Como el aire que respiramos, como el agua que bebemos.
Y por último, el maestro: Stan Brakhage.
Ninguna historia de la abstracción cinematográfica puede estar completa sin citarle, casi podría decirse que la historia de esta forma es él y sólo él - con perdón de McLaren o Fischinger -, porque durante años creo corto tras corto, todos con la misma técnica - pintar directamente sobre el celuloide, para luego proyectarlo - todos aparentemente iguales, pero cada uno un universo entero.

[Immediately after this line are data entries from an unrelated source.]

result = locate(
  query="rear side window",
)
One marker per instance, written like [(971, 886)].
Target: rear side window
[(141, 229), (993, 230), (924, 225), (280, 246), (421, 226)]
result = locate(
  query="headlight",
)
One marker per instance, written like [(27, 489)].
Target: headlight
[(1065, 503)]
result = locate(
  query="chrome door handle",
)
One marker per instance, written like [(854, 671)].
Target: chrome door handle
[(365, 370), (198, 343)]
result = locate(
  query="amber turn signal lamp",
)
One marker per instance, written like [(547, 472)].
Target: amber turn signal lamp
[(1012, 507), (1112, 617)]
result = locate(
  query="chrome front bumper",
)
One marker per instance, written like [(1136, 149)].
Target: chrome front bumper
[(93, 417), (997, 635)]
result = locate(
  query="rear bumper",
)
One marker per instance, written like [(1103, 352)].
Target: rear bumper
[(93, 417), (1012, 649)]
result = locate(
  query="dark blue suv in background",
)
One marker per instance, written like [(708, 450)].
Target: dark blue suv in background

Lugares visuales que además se situaban fuera del tiempo, se tornaban indescriptibles, incomunicables, en donde sólo cabía dejarse arrastrar, ahogarse, para así morir y resucitar a un mundo nuevo.
Seasons (Estaciones, 2002) realizado por Brakhage, con la colaboración de Phil Solomon, es otra de sus muchas obras maestras. En ella, el factor que lo distingue, que lo hace único, es que Brakhage utilizó el conocimiento técnico de Solomon para resaltar algo inusual en cine: el relieve. Las superficies rugosas, las acumulaciones, pegotes y grumos que dejó su pincel sobre el celuloide.
Toda una geografía de luz, toda una inmensidad de color, que nos gustaría saborear, degustar tranquilamente, pero que vuela ante nuestros ojos, desaparece y se desvanece, sin apenas dejarnos un leve recuerdo, una impresión, un roce vago.
Como el que deja la vida que vivimos.